Enquanto a corrupção destrói o Brasil, outros países da América Latina dão largos passos de desenvolvimento. Não precisa ser especialista em A.L. ou defender tese de geopolítica para entender o que acontece atualmente no continente. Chile, Peru e Colômbia, que participam da Aliança do Pacífico já dão mostras que o primeiro mundo é logo ali, e nós, patinamos no lamaçal putrefato de um país de pouco saneamento básico, escolas públicas ruins, hospitais sucateados e estradas esburacadas. O desenvolvimento dessas nações é fruto das alianças que fizeram com China, Japão e Estados Unidos, que abriram seus portos para exportações latinas. Tem haver com a abertura de suas economias, com implantação de projetos industriais e investimentos de capitais estrangeiros, reformas de suas previdências, redução da carga tributária e investimento pesado em educação.

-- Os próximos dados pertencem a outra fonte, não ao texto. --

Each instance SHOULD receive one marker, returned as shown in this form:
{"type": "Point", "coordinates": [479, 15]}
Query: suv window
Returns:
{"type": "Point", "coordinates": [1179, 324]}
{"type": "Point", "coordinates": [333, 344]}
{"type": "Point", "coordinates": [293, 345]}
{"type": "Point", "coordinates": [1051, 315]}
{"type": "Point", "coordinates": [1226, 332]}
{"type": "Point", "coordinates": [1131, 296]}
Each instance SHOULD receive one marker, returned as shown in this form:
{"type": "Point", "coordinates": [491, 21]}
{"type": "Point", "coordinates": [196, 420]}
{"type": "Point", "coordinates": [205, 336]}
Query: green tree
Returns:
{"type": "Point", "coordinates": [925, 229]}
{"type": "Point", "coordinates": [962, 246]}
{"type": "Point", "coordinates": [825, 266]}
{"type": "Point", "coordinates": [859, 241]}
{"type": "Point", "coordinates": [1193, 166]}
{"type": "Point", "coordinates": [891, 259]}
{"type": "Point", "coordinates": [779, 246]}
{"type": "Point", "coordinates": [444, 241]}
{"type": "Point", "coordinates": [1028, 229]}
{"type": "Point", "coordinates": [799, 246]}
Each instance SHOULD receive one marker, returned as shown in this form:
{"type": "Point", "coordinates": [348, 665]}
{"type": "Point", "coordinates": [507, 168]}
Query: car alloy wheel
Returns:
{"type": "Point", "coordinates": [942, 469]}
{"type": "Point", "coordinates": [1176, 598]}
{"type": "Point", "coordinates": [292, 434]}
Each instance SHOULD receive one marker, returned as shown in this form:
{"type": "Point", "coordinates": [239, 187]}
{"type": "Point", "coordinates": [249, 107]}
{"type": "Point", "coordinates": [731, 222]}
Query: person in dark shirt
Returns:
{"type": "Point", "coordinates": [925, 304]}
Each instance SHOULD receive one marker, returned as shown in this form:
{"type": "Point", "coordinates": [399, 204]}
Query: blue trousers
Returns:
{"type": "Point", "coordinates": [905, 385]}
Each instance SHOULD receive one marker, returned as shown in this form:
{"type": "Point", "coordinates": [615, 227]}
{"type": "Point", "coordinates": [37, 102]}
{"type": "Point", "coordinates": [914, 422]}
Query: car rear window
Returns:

Além deles, outros dois países da América do Sul seguem o mesmo caminho, caso da Bolívia e Equador. A Bolívia já não é mais o primo pobre, povoado por índios que falam o quíchua ou o aymará. Não! a Bolívia hoje é o país que mais cresce na região, em torno de 5% ao ano, isso nos últimos 10 anos investe em educação, se industrializa rapidamente, tem autoestradas duplicadas, aeroportos equipados, cidades limpas, organizadas e bem urbanizadas como Santa Cruz de La Sierra e Cochabamba, e nos últimos anos reduziu sua pobreza em 30%.

O Equador passa por transformações, seu PIB em 10 anos praticamente dobrou, e de acordo com uma revista de circulação mundial, especializada em rodovias, é o país que tem as melhores estradas entre as nações latinoamericanas. O aeroporto de Guayaquil, a maior cidade do país, com cerca de três milhões de habitantes, é o mais moderno da AL, sendo que o de Quito, a capital, também se modernizou. Já o aeroporto de Cuenca, a terceira maior cidade, com cerca de 550 mil habitantes, é melhor do que o de muitas cidades brasileiras do mesmo porte.

Mas essa prosperidade na América Latina não veio somente por esforço deles, tem muito haver com o Brasil que, nos últimos anos, através de financiamentos de bancos públicos, tecnologia e grandes empreiteiras, construiu portos, estradas, aeroportos e metrôs. Certa feita um político brasileiro brincou dizendo que o presidente boliviano Evo Morales visitava muito o Brasil, e que provavelmente isso se dava porque queria ser presidente da FUNAI, quando na verdade, suas viagens tinham cunho exclusivamente financeiro.

Enquanto o aeroporto de Guayaquil é o mais moderno, em Lima, capital do Peru, está classificado o melhor aeroporto da América Latina, já o de Bogotá, capital da Colômbia tem o maior. Para se modernizar e desenvolver, o Peru reduziu seus 64 impostos, fez reforma econômica, copiou do Chile o modelo de capitalização, reformou profundamente sua previdência, ao contrário da “frankenstein” gestada por aqui, feita para satisfazer velhos sindicatos e partidos políticos ultrapassados. A construção da rodovia Transoceânica, que deveria ligar o Acre aos portos do Peru tem duas realidades: do lado peruano é um tapete, enquanto do lado brasileiro já degringolou e hoje é só buraco, obra de uma construtora brasileira.

Em qualquer país sério se duplica uma estrada de 500 km em no máximo dois anos. Aqui, na época de FHC, a duplicação da Fernão Dias, de São Paulo a BH, durou custosos 10 anos. A novela da duplicação da BR-381 entre GV/BH se alonga há mais de 20, são promessas mentirosas, glamour de políticos e representantes de algumas entidades que não trazem efetividade, por isso a duplicação é só um fantasma estrutural.

Há pouco tempo a Colômbia elegeu o presidente Juan Manuel Santos, advogado e economista, político moderno, moderador, inovador e desenvolvimentista, que pode até ganhar o cobiçado Prêmio Nobel da Paz, por ter pacificado o país com as FARC, sem dar um único tiro de fuzil. Os colombianos criaram um slogan que hoje é a cara daquele país: “Colômbia, nosso denominador comum”, isso é, o país em primeiro lugar, feito para todos., enquanto o Brasil continua refém de políticos e juristas anacrônicos, uma turma que mais se parece a um elenco de filme de terror, classe C.